Le récit s’adresse à des lectrices et lecteurs qui aiment les fictions centrées sur les liens affectifs complexes, les triangles de loyauté et la lente construction de soi. Il offre le point de vue d’une héroïne prise entre deux figures masculines puissantes, non pour la réduire à un objet de rivalité, mais pour explorer comment elle transforme ce tiraillement en moteur d’émancipation. La question centrale n’est pas “Avec qui va t elle finir”, mais “Qui choisira t elle d’être”.
En toile de fond, la montée des tensions entre maisons et les menaces extérieures amplifient le sentiment d’urgence. Les insultes murmurées dans les couloirs, les regards accusateurs lancés aux tables lors des repas, les amitiés qui se fissurent à mesure que le monde se polarise, tout cela met Elyzabeth devant une évidence troublante. Aucune neutralité n’est possible, ni politique, ni affective. Pour elle, choisir n’est pas seulement décider de son entourage, mais aussi affronter le regard de son père, la pression de son nom, la possible perte de son frère, et la crainte de ne plus être le refuge de Harry.
À l’issue du livre, Elyzabeth ne tranche pas tous les nœuds, mais elle commence à faire entendre sa voix. Elle comprend que l’amour fraternel peut être sincère tout en étant toxique, qu’une relation fusionnelle peut à la fois sauver et étouffer, et que l’on ne devient pas soi en reniant ceux que l’on aime, mais en refusant de se nier pour les garder. Entre Serpentard et Gryffondor, c’est moins une histoire de maisons qu’une histoire de passage à l’âge où l’on cesse de subir son histoire pour la réécrire.

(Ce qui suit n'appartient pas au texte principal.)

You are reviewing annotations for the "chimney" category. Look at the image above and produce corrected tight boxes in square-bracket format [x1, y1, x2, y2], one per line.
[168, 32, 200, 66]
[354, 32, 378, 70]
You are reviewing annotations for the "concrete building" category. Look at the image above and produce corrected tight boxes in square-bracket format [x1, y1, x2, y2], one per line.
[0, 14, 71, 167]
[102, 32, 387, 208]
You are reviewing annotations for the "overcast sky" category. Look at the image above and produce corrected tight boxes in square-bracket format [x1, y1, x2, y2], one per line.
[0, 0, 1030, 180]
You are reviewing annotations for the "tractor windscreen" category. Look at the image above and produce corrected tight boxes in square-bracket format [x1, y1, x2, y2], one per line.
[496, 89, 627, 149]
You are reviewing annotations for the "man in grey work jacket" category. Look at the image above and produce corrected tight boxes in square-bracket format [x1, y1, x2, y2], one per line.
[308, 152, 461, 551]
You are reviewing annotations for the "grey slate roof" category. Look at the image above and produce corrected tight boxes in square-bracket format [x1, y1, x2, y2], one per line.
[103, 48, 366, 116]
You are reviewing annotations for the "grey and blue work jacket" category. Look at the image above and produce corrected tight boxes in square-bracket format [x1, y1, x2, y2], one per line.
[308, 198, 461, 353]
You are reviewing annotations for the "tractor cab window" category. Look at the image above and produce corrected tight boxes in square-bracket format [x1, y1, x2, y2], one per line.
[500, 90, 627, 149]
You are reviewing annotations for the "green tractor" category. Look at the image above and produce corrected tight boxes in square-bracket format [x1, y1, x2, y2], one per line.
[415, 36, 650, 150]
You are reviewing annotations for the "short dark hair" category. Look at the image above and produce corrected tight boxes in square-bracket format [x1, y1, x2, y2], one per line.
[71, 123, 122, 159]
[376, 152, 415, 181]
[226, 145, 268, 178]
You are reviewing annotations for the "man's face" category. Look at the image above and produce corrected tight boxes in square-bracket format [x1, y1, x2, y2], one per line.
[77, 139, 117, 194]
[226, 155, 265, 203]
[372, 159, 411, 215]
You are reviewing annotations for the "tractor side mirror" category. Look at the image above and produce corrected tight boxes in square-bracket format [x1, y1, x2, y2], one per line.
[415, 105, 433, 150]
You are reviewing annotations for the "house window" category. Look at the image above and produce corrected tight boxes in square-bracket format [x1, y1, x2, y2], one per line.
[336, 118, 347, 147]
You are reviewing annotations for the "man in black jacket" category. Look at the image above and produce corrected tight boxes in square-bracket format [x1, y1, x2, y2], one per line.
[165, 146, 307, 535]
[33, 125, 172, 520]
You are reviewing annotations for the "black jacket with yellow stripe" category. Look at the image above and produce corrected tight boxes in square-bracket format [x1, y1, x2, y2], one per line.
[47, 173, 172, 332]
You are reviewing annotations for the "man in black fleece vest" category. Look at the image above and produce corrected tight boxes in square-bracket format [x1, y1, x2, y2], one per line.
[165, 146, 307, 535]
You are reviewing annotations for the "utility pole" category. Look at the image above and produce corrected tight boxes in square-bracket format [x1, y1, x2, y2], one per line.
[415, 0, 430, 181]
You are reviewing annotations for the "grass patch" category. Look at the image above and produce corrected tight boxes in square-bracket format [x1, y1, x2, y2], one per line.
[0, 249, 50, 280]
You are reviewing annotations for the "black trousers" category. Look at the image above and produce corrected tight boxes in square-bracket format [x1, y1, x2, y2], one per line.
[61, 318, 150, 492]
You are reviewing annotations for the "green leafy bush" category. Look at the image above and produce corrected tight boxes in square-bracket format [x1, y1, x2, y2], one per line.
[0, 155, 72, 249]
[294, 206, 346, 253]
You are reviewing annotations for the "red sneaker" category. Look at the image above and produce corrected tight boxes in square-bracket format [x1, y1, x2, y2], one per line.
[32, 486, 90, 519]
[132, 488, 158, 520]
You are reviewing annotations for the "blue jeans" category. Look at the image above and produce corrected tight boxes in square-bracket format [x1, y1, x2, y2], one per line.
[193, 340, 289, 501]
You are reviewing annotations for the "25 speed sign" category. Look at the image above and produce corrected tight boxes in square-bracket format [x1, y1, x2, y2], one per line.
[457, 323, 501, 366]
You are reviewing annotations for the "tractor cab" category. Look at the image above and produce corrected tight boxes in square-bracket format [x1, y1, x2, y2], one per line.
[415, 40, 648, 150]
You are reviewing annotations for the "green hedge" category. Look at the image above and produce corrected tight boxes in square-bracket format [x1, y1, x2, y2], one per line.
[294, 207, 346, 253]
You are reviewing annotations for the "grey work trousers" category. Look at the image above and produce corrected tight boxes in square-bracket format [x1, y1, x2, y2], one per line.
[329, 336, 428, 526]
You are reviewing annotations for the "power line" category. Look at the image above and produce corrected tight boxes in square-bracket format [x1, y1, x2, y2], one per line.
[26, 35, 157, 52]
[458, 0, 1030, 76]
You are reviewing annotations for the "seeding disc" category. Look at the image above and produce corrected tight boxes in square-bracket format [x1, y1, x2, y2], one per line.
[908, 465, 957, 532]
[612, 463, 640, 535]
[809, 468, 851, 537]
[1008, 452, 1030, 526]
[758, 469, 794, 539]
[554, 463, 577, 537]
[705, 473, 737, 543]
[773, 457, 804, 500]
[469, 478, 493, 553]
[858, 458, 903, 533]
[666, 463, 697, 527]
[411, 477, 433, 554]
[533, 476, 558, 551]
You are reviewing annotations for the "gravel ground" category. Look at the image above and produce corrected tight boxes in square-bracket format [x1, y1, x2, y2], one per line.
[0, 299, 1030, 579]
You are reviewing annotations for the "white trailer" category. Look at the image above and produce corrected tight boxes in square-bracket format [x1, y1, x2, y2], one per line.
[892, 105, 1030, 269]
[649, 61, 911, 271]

Entre Serpentard et Gryffondor propose donc une plongée émotionnelle dans l’âme fendue d’Elyzabeth Malfoy. En cinq chapitres denses, le lecteur suit l’évolution de cette jeune fille qui apprend, au milieu des rivalités, des loyautés croisées et des tensions amoureuses naissantes, à devenir le centre de sa propre vie plutôt que l’extension de celle des autres. Une ode aux identités complexes, aux liens qui blessent autant qu’ils sauvent, et à cette vérité simple et brûlante: il faut parfois accepter de décevoir ceux qu’on aime pour cesser de se trahir soi même.